0.3

172 39 8
                                    

Macet bukan hal yang biasa lagi di kota-kota besar. Sudah terlalu biasa hingga rasanya seperti suatu jadwal sehari-hari. Mereka yang tinggal di kota metropolitan menganggap keadaan ini bukanlah hal yang aneh, tapi rasa mengesalkan itu jelas selalu muncul.

"Maaf ya mbak, padahal tadi sebenernya saya bisa belok buat motong jalan."

"Gak papa, pak. Saya juga lagi gak buru-buru kok, santai aja." Keysa memasang senyum tipis.

Supir itu mengangguk, walau dalam hati masih merasa tidak enak.

Keysa lalu memainkan ponselnya karena bosan terus memperhatikan kendaraan di sisi kanan dan kirinya. Jari lentiknya bergerak diatas layar dengan lincah karena tengah memainkan sebuah game yang masih tetap jadi favoritnya meski sudah lama terpasang di ponsel.

Sudut bibir Keysa sedikit tertarik karena game itu telah berhasil menghiburnya. Namun rasa senang itu tak berlangsung lama karena layarnya kini menampilkan bahwa ada yang menelponnya.

Gadis itu kini memandang layar ponsel dengan datar. Nampak tak tertarik untuk menjawab panggilan yang ditujukan padanya. Tapi tak menjawab juga bukan pilihan yang tepat. Setelah panggilan terhenti, Keysa dengan segera mematikan ponselnya.

Biarlah dia kebosanan karena macet yang menghadang daripada harus menjawab panggilan tersebut.

Mobil mulai bergerak sedikit demi sedikit, tapi tak ayal membuat Keysa senang. Setelah beberapa menit, mobil kembali bergerak dengan lancar karena telah keluar dari area macet.

Keysa membuka tasnya dan mengambil uang yang sudah ia siapkan untuk membayar ongkos.

"Udah sampai kak."

"Iya pak, ini uangnya." Keysa menyerahkan uang dengan jumlah yang sesuai.

"Makasih ya kak."

"Sama-sama."

Keysa membuka pintu mobil lantas menutupnya lagi begitu dia sampai didepan rumah. Perempuan itu melangkah masuk, tidak ada niatan apapun selain membaringkan tubuhnya diatas kasur empuk yang ada di kamarnya.

"Kamu baru pulang?" Tanya sang Mama.

Keysa mengangguk sekilas dan kembali melangkah.

"Jangan lupa jam enam nanti kita ada acara di rumahnya om Idris."

"Aku gak mau ikut, capek banget soalnya."

"Tapi acaranya penting banget Key, kamu harus ikut." Wulan mulai mendekati anaknya itu.

"Terserah mamah aja." Jawab Keysa dan tanpa mempedulikan apapun lagi dia kembali melangkah ke kamarnya.

"Key!
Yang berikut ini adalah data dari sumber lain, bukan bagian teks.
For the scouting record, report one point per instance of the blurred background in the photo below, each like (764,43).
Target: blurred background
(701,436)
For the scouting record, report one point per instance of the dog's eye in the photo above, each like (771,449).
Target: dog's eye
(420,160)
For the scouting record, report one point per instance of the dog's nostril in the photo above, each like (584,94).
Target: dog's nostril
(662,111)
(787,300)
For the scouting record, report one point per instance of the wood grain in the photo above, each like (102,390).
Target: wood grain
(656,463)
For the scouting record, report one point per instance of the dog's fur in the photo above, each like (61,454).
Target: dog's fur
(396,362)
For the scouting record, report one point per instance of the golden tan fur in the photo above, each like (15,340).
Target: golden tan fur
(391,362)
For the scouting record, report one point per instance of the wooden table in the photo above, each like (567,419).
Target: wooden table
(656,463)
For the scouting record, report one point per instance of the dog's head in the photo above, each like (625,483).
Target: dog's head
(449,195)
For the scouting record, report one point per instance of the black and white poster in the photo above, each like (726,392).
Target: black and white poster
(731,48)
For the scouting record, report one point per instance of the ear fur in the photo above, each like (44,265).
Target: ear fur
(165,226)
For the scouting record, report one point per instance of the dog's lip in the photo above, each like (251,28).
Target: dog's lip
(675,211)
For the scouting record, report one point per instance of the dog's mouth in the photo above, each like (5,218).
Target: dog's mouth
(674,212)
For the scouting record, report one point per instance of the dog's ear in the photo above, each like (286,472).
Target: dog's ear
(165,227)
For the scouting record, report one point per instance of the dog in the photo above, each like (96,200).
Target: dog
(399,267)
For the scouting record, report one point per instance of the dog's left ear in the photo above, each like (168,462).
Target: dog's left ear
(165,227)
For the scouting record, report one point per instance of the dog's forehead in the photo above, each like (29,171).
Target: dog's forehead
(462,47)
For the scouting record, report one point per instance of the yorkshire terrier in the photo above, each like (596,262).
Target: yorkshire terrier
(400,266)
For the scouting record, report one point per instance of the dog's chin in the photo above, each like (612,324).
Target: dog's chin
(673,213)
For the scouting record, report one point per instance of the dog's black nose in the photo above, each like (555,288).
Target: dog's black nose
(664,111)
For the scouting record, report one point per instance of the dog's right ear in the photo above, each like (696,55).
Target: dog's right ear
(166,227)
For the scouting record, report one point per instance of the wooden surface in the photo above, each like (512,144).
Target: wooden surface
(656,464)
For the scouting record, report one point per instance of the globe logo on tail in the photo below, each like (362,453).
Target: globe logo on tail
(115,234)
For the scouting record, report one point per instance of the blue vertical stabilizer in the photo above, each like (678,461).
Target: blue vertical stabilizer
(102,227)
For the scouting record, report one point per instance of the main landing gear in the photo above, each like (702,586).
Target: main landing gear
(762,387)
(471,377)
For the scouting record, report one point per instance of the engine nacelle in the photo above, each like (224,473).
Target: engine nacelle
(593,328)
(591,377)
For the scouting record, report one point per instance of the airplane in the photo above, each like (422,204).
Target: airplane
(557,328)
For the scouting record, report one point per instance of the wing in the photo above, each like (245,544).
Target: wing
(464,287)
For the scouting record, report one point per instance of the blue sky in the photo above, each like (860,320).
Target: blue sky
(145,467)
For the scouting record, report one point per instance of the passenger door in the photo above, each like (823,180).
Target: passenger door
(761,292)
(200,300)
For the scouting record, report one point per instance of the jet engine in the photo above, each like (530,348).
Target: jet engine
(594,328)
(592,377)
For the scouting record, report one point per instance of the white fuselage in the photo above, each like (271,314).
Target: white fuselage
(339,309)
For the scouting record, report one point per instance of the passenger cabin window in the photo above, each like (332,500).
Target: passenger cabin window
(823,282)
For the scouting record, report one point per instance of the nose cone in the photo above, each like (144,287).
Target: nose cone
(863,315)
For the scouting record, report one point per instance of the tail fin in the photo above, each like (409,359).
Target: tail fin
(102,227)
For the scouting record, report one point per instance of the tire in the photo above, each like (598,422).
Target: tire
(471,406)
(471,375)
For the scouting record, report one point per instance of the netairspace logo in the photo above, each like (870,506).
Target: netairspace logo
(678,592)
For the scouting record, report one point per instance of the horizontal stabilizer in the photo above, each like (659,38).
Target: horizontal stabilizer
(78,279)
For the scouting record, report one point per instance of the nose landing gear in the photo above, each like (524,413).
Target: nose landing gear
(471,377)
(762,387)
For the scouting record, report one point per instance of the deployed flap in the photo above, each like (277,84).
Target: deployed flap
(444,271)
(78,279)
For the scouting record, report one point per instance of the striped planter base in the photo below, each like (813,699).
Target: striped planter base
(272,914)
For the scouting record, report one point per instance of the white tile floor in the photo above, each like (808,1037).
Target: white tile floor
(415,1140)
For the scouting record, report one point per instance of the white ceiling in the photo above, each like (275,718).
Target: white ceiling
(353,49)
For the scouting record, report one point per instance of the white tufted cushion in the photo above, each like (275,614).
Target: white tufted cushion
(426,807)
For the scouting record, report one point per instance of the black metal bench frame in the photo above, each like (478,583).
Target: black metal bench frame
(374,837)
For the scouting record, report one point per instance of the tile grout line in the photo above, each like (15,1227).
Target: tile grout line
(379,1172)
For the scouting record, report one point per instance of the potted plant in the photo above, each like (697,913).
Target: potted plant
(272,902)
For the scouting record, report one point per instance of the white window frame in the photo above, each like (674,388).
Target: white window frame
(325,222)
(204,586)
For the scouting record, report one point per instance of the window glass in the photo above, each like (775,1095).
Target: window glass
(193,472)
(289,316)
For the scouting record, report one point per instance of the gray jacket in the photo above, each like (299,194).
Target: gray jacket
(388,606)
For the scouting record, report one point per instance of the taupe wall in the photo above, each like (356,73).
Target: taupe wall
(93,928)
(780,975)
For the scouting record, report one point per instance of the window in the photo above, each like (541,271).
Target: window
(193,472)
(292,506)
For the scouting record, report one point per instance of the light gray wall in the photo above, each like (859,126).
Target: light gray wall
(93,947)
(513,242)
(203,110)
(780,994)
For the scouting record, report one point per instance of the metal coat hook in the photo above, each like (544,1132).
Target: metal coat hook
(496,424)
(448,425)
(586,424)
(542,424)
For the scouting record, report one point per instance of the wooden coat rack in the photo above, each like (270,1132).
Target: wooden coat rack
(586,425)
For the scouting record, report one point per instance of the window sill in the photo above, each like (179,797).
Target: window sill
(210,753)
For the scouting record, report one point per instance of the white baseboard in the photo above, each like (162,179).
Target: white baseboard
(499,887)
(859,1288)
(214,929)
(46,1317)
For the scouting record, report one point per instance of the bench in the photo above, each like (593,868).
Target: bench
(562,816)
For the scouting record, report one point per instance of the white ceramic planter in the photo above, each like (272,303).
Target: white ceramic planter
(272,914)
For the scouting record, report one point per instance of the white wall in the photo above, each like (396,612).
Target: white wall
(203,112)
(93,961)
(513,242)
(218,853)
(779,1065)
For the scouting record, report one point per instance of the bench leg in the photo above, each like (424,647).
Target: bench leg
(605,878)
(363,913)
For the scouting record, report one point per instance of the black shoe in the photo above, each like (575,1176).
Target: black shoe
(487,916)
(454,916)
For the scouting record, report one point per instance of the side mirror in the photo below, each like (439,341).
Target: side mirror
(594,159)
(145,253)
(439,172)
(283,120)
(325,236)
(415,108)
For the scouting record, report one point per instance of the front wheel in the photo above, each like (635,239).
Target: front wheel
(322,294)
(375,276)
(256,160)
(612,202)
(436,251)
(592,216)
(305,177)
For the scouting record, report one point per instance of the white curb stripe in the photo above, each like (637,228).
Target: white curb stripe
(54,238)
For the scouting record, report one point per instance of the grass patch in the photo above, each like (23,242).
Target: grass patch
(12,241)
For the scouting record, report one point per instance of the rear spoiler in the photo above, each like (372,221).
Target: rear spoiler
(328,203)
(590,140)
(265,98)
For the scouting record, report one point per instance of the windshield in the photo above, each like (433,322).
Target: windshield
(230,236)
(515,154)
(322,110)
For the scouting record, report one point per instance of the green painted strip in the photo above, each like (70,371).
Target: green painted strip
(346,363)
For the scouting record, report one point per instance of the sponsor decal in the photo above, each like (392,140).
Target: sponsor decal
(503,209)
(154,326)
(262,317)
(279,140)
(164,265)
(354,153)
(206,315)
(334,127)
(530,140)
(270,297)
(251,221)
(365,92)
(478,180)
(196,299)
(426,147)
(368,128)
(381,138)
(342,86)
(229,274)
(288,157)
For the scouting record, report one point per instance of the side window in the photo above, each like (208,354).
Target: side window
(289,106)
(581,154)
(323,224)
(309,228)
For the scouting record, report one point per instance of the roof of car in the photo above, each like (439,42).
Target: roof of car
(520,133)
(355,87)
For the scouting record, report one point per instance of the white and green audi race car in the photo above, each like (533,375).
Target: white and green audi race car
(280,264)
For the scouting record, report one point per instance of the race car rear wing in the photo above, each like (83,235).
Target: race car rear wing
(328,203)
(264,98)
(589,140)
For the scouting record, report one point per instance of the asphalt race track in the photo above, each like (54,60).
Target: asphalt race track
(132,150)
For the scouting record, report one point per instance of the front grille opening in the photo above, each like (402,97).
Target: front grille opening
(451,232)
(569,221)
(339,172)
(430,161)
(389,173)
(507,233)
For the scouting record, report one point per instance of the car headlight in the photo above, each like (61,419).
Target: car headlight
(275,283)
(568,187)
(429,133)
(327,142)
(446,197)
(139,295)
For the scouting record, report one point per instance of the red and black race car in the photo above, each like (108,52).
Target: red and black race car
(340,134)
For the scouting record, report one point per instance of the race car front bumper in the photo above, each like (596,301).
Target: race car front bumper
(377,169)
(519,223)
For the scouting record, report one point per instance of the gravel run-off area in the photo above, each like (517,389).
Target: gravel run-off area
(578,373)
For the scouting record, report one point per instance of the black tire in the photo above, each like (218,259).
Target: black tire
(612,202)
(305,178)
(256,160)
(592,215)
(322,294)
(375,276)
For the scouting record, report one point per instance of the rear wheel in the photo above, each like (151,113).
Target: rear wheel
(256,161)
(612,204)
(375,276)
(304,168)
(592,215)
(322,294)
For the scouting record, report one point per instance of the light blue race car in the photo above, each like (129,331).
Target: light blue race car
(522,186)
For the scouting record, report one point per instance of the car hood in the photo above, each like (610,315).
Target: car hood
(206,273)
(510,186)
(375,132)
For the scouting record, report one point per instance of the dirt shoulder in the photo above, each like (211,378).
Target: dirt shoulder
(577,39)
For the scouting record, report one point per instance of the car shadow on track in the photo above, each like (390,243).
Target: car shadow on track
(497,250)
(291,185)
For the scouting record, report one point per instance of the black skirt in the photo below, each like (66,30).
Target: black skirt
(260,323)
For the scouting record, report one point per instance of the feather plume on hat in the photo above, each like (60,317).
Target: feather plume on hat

Keysa! Mamah belom selesai ngomong!"

Gadis itu tak menyahut dan dengan santainya menutup pintu kamar sebelum akhirnya berbaring diatas ranjang. Keysa terlalu lelah, bahkan hanya untuk membersihkan wajahnya. Dia juga merasa lapar, tapi tak ada niatan untuk pergi ke dapur apalagi Mama nya ada dirumah kali ini.

Keysa memandang langit-langit kamar dengan perasaan yang campur aduk. Sekarang, ponsel adalah satu-satunya benda yang ia pikir bisa mengusir rasa kesalnya. Tangannya menekan icon aplikasi Instagram. Notifikasi mulai bermunculan, dari mulai pengikut baru sampai direct message.

Perempuan itu tak peduli, dia bahkan tak pernah mengecek semua notifikasi itu satu persatu.

"Bosen anjir." Gerutunya, tapi seolah teringat sesuatu, gadis itu kemudian tersenyum. "Ah iya ya, kenapa gak maen pake akun kedua aja?"

Dia yang pada dasarnya jarang bermain media sosial, jadi melupakan akun keduanya tersebut. Keysa bisa melakukan apapun dengan akun keduanya itu. Dari mulai stalking sampai julid.